Para warga binaan yang terlibat kasus pidana umum hingga jaringan narkoba tersebut merupakan gabungan dari beberapa lapas dan rutan, antara lain Lapas Kelas I Makassar, Lapas Kelas IIB Maros, Lapas Narkotika Kelas IIA Sungguminasa, Lapas Kelas IIA Palopo, Rutan Kelas I Makassar, serta Rutan Kelas IIB Masamba.

Sebelum diberangkatkan, seluruh narapidana wajib menjalani tahapan pengamanan ekstra, mulai dari pemeriksaan administrasi, cek kesehatan fisik, hingga penggeledahan ketat sesuai Standar Operasional Prosedur (SOP) yang berlaku.

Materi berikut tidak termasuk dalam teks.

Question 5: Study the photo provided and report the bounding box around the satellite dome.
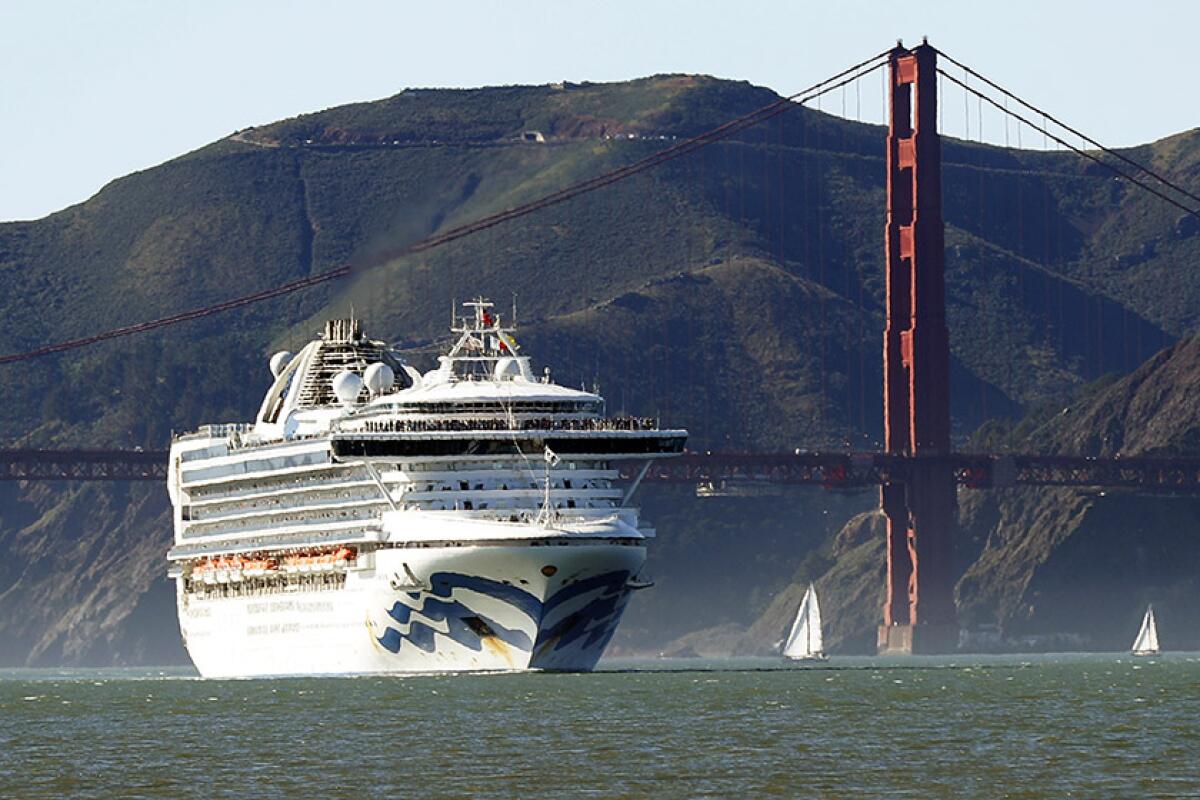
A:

Proses pemindahan antar-pulau ini melibatkan sinergi pengamanan skala besar. Sebanyak 22 personel Direktorat Pengamanan dan Intelijen (Dirpamintel) bersama Direktorat Kepatuhan Internal (Patnal) Ditjenpas diturunkan, didampingi 10 petugas Kanwil Ditjenpas Sulsel, serta pengawalan taktis dari 25 personel Gegana Satbrimob Polda Sulsel.

Rombongan berangkat menggunakan jalur laut dari Pelabuhan Soekarno-Hatta, Makassar pada Jumat (17/7/2026). Setelah menempuh perjalanan laut selama dua hari, para narapidana tiba di Pelabuhan Tanjung Perak, Surabaya, Jawa Timur, pada Minggu (19/7/2026).

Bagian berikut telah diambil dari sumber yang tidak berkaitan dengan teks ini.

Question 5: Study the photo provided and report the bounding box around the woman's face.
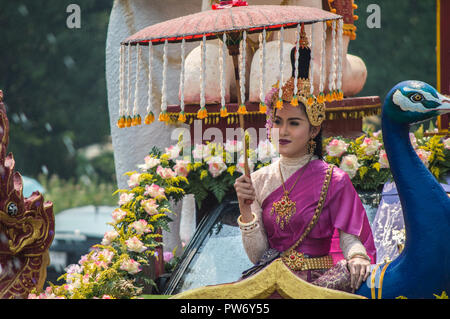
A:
[273,102,320,157]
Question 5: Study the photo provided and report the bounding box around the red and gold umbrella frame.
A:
[118,0,343,175]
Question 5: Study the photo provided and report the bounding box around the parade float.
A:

Berdasarkan dokumentasi yang diperoleh, para narapidana tampak mengenakan seragam biru dengan bagian wajah tertutup topeng kain hitam saat proses pemindahan berlangsung di bawah penjagaan ketat aparat bersenjata lengkap.

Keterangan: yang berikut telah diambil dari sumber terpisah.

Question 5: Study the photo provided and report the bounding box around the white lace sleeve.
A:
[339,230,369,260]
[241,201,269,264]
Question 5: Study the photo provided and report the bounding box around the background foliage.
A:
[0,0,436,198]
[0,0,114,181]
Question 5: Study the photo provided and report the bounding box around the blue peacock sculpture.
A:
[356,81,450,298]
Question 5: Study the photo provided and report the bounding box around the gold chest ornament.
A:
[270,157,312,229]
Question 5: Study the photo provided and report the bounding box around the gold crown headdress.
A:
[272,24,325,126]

Setibanya di Surabaya, 79 narapidana tersebut terlebih dahulu menjalani proses transit dan konsolidasi sementara di Lapas Kelas I Surabaya.

Setelah seluruh proses administrasi transit rampung, rombongan langsung melanjutkan perjalanan darat menuju Pulau Nusakambangan, Cilacap. Pengawalan ketat perjalanan jalur darat ini dipimpin langsung oleh Direktur Pengamanan dan Intelijen Direktorat Jenderal Pemasyarakatan, Brigjen Pol Tatan Dirsan Atmaja.

Pemindahan ini diharapkan dapat menekan potensi gangguan keamanan dan ketertiban serta memutus rantai peredaran gelap narkoba maupun tindak pidana lainnya dari dalam lapas.